Idalete Giga, professora e regente coral, especialista em canto gregoriano envia-me e-mail de Lisboa, a pormenorizar a qualidade da epígrafe escolhida e a problemática do YouTube: “Quanto à ‘Carta a um Jovem Pianista – A qualidade como Destino’ a quadra do querido e saudoso Prof. Agostinho da Silva, a coroar o texto, é a síntese das sínteses do maior Tratado de Filosofia ! Que lucidez, que sabedoria ela contém ! Olhe esta, também de Agostinho da Silva, que é um hino à humildade: Descobri um novo título/ E espero que o céu mo assuma/ É ser Honoris Causa/ Em coisa nenhuma. A pintura de Deleener vem completar a quadra de Agostinho da Silva: mas vejo mais do que via/ E sonho mais que sonhava… Infelizmente, o YouTube transformou-se numa espécie de Feira da Ladra, onde aparecem pequenas preciosidades ao lado de montes de lixo. Para os jovens que ainda pulam muito e saltam muito, mas pouco vêem e menos sonham, o YouTube é uma miragem”.

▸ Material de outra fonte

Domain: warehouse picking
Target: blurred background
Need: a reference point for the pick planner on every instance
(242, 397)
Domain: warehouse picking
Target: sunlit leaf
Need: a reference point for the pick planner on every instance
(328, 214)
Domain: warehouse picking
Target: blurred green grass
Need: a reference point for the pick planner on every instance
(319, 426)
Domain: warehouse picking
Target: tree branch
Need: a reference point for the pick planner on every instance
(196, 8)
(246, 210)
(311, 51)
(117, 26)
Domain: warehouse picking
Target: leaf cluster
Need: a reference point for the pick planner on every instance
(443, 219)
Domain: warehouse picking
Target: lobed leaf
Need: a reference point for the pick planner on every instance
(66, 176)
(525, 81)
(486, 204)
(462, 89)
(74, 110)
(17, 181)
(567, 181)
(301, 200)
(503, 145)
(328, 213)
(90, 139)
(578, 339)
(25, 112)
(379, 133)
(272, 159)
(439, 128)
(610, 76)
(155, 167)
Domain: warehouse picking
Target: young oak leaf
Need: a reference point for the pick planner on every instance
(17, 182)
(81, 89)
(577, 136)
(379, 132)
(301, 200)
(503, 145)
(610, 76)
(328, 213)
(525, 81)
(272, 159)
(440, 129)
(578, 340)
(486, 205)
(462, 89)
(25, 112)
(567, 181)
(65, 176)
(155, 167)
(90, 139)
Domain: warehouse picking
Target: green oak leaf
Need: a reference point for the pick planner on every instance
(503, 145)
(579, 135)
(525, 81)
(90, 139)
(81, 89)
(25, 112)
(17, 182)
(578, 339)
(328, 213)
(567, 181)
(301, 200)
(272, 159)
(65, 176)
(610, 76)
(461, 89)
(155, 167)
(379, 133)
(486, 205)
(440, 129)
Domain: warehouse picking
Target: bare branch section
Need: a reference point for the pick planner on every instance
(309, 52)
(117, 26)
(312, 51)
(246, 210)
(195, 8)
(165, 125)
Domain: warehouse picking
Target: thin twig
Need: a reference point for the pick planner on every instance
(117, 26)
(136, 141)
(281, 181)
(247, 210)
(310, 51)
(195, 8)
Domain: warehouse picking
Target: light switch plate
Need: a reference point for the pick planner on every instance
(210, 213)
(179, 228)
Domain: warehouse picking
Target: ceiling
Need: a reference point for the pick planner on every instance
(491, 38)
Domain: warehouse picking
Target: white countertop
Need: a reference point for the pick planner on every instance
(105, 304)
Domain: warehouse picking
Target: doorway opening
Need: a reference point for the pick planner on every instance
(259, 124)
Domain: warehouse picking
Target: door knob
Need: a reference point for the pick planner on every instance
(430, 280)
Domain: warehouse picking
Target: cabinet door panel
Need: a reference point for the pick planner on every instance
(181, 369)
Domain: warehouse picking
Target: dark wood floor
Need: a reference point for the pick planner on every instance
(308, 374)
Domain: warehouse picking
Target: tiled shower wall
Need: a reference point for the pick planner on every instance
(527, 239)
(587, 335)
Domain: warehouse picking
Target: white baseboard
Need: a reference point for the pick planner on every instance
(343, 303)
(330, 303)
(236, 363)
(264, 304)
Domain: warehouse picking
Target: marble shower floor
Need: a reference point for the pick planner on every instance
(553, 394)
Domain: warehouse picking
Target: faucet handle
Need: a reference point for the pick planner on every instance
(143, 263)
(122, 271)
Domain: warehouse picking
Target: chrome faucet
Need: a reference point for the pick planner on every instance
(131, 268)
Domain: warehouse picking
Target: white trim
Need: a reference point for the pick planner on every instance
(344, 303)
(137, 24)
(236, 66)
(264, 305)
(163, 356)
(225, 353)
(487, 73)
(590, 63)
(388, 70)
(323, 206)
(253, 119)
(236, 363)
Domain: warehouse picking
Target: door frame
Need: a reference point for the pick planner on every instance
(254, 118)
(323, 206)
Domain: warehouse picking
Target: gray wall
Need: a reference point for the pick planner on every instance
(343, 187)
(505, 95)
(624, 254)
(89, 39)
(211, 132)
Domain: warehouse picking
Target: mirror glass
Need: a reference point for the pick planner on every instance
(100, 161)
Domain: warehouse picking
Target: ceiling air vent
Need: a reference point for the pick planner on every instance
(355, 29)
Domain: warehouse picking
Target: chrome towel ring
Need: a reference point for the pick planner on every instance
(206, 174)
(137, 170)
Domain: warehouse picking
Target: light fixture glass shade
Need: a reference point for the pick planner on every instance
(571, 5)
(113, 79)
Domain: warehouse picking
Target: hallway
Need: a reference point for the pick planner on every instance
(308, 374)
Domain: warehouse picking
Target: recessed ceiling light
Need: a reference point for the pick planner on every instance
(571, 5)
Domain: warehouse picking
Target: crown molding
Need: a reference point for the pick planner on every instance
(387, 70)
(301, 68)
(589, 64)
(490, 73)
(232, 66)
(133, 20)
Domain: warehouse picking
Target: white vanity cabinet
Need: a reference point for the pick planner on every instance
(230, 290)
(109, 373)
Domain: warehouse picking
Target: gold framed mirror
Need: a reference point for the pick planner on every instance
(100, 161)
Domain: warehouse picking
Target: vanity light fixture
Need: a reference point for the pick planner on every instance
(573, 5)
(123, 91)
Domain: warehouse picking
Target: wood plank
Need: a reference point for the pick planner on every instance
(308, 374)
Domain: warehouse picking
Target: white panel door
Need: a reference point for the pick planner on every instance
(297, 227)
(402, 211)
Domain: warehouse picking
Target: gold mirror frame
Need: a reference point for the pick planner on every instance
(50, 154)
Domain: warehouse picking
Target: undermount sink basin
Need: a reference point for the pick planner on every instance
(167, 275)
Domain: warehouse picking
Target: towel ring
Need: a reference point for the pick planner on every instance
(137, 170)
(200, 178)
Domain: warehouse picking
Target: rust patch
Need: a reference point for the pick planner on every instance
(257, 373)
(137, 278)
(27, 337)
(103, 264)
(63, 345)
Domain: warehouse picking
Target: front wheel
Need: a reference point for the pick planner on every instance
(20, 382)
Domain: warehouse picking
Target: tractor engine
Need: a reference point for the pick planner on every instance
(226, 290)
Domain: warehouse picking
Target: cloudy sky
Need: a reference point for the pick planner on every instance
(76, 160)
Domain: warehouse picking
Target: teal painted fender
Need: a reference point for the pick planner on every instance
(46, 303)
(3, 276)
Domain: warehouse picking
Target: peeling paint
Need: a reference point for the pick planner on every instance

De Belo Horizonte escreve-me a professora e juíza Mônica Sette Lopes: “Meu caro amigo, gostei imenso do post de hoje, por várias razões. Porque fala do tempo e de como ele nos constrói, porque fala do que é importante, dos rastros que se deve deixar, porque fala da nossa relação com os mais jovens.”
Rosana Costa, de São Paulo, comenta: “Quando você diz: A vaidade humana é incomensurável; toca-me profundamente, pois tenho notado o quanto uns se julgam superiores ao outros, a mania de subjulgar a capacidade alheia. Sua delicadeza em dizer ao Jovem Pianista que não podemos ‘atropelar’ o tempo, há sabores que necessitam do processo de maturação, o tempo sempre sábio, embora a nossa impaciência teime em querer burlar a sabedoria do mesmo”.
José Bezerra Medeiros, de Pernambuco, tem visão cética, e considera que as: “… atividades culturais dependem de um complexo envolvendo economia, estágio da sociedade, saúde e formação do povo. A cada dia, crescentemente, a massa dirigida perde o contato com o passado. Discutir qualidade não seria elitismo? Muitos dos jovens que ouvem ‘música’ imediata, mas esquecida depois de nova gritaria de sucesso, tomam sua água de coco, fumam sua maconha, fazem sexo livre, cobrem o corpo com tatuagens extravagantes e se vestem como maus palhaços. O cidadão que vê notícias sobre manifestações coletivas desse tipo de música percebe a total alienação desse povo. Professor, esse povo que vai a todo show com a participação de ‘cantores’ berrantes não pensa nem no passado e nem na qualidade. É só o presente alienado que provoca adrenalina nesse mundão de gente, e parte do povão alucinado saiu da universidade ou ainda continua nela. O Professor luta e acredita. Eu não creio em mais nada. Estamos indo para o caos dos costumes. Essa é a realidade”.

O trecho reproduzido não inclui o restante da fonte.